- O Codefat aprovou o calendário fixo do abono PIS/Pasep para 2026, com depósitos de 15 de fevereiro a 15 de agosto e saque permitido até 30 de dezembro de 2026.
- O pagamento é feito pela Caixa Econômica Federal para o PIS e pelo Banco do Brasil para o Pasep; o calendário é igual para trabalhadores da iniciativa privada e para servidores.
- O saque é liberado conforme o mês de nascimento do trabalhador, com datas de início variando de fevereiro a agosto de acordo com o mês de nascimento, e prazo final em 30 de dezembro de 2026.
- Direito ao abono requer carteira assinada por pelo menos 30 dias em 2024, rendimento de até dois salários mínimos no ano-base e inscrição no PIS/Pasep há pelo menos cinco anos; o valor depende do tempo de trabalho no ano-base.
- A partir de 2026, o teto de renda do abono passa a ser corrigido pela inflação, com regra de transição que, até 2035, restringe o benefício a quem ganha até 1,5 salário mínimo.
- A consulta do benefício pode ser feita pela Carteira de Trabalho Digital, Portal Emprega Brasil ou pelo telefone 158.
O Conselho Deliberativo do Fundo de Amparo ao Trabalhador (Codefat) aprovou o calendário fixo do abono salarial PIS/Pasep para 2026. Os pagamentos ocorrerão de 15 de fevereiro a 15 de agosto, conforme o mês de nascimento do trabalhador, e o saque pode ser feito até 30 de dezembro de 2026.
O calendário é o mesmo para trabalhadores da iniciativa privada e para servidores, mas o banco responsável pelo pagamento muda.

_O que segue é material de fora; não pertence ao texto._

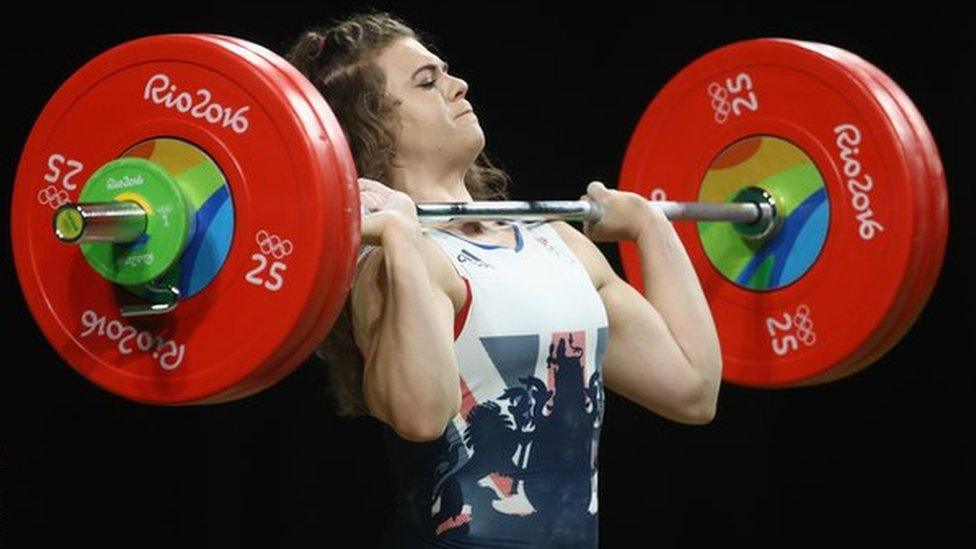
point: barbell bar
(730, 138)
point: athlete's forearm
(414, 361)
(672, 287)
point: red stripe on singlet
(462, 315)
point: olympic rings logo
(720, 102)
(804, 326)
(271, 244)
(52, 196)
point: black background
(886, 455)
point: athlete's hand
(384, 210)
(625, 214)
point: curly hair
(339, 59)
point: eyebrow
(429, 66)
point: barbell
(186, 216)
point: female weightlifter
(484, 347)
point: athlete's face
(431, 106)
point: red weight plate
(190, 88)
(792, 332)
(348, 191)
(904, 308)
(328, 157)
(936, 200)
(938, 197)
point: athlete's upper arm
(369, 293)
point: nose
(460, 88)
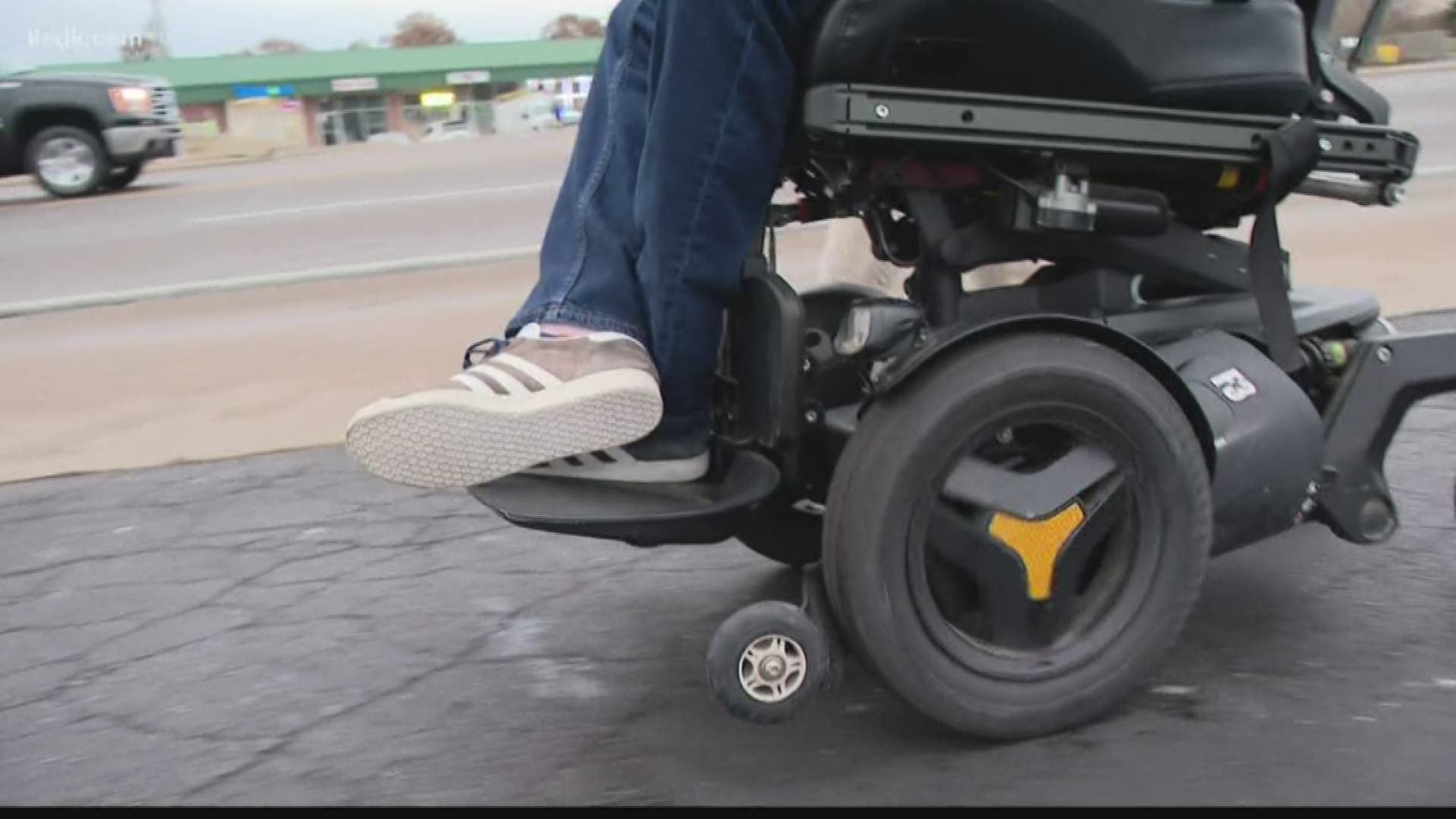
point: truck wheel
(124, 175)
(67, 162)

A Caixa Econômica Federal fica responsável pelo PIS, enquanto o Banco do Brasil realiza o Pasep.
Como receber e consultar
Trabalhadores podem verificar se têm direito, o valor do benefício e o banco de pagamento por meio de canais oficiais. A consulta está disponível pela Carteira de Trabalho Digital, pelo Portal Emprega Brasil e pelo telefone 158.
Quem tem direito ao abono
O benefício é pago a quem teve carteira assinada por pelo menos 30 dias em 2024. Também é necessário ter recebido até dois salários mínimos mensais no ano-base e estar inscrito no PIS/Pasep há pelo menos cinco anos.
O valor do abono varia conforme os meses trabalhados em 2024 e pode chegar a um salário mínimo, conforme o tempo de serviço no ano-base.

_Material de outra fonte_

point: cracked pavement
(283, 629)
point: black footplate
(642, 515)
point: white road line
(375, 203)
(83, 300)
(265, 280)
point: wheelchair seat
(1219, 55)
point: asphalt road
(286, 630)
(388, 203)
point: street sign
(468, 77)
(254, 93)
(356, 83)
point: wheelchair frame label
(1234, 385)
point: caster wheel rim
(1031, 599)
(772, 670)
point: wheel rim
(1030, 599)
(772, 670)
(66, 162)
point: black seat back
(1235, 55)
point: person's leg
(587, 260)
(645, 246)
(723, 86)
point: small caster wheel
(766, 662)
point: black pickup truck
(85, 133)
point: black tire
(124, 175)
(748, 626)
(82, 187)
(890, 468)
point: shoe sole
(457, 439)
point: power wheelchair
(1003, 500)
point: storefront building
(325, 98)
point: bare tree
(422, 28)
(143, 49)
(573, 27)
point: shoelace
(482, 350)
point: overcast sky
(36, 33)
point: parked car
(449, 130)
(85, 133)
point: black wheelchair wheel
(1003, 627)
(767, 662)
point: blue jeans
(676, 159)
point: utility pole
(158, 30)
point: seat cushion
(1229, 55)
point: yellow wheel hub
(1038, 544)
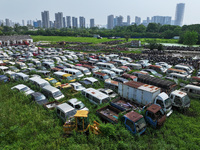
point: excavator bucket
(95, 128)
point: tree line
(153, 30)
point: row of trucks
(139, 98)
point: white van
(185, 68)
(50, 91)
(83, 70)
(95, 96)
(74, 72)
(192, 90)
(48, 65)
(21, 76)
(117, 71)
(177, 76)
(102, 65)
(39, 82)
(65, 111)
(111, 74)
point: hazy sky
(17, 10)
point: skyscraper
(45, 19)
(110, 22)
(179, 14)
(128, 20)
(74, 22)
(59, 20)
(91, 23)
(82, 22)
(68, 18)
(137, 20)
(64, 22)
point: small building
(15, 40)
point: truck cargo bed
(109, 114)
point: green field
(26, 125)
(92, 40)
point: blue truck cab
(134, 122)
(155, 115)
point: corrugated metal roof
(134, 84)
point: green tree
(190, 38)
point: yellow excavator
(80, 123)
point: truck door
(151, 119)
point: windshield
(186, 100)
(86, 71)
(106, 77)
(57, 94)
(140, 124)
(25, 89)
(78, 73)
(54, 81)
(168, 102)
(40, 97)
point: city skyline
(89, 10)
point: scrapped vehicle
(109, 114)
(165, 85)
(64, 76)
(96, 97)
(50, 91)
(108, 92)
(129, 77)
(155, 115)
(23, 88)
(39, 98)
(64, 111)
(21, 76)
(80, 123)
(145, 94)
(77, 86)
(180, 99)
(100, 76)
(193, 91)
(78, 105)
(4, 78)
(89, 81)
(134, 122)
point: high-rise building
(39, 22)
(45, 19)
(91, 23)
(137, 20)
(82, 22)
(59, 20)
(74, 22)
(161, 20)
(7, 22)
(110, 22)
(120, 21)
(68, 18)
(180, 8)
(23, 23)
(64, 22)
(128, 20)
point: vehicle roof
(65, 107)
(96, 93)
(50, 88)
(91, 79)
(133, 116)
(154, 108)
(179, 93)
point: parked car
(23, 88)
(39, 98)
(78, 105)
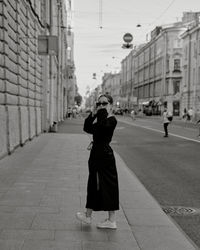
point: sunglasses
(101, 103)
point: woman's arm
(88, 124)
(103, 123)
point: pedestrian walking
(190, 114)
(133, 115)
(102, 187)
(198, 123)
(166, 121)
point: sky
(99, 27)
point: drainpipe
(189, 71)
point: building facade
(191, 66)
(32, 79)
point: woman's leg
(111, 216)
(88, 212)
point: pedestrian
(133, 114)
(198, 123)
(184, 115)
(165, 121)
(69, 113)
(190, 114)
(102, 187)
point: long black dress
(102, 189)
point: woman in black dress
(102, 189)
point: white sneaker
(107, 224)
(83, 218)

O que muda a partir de 2026
A partir de 2026, o teto de renda do abono passa a ser corrigido pela inflação, conforme regra de transição aprovada pelo Congresso. A gestão gradual reduz o público atendido.
Até 2035, o benefício ficará restrito a quem recebe até 1,5 salário mínimo, com redução gradual do alcance do programa. A implementação busca equilibrar gastos e cobertura.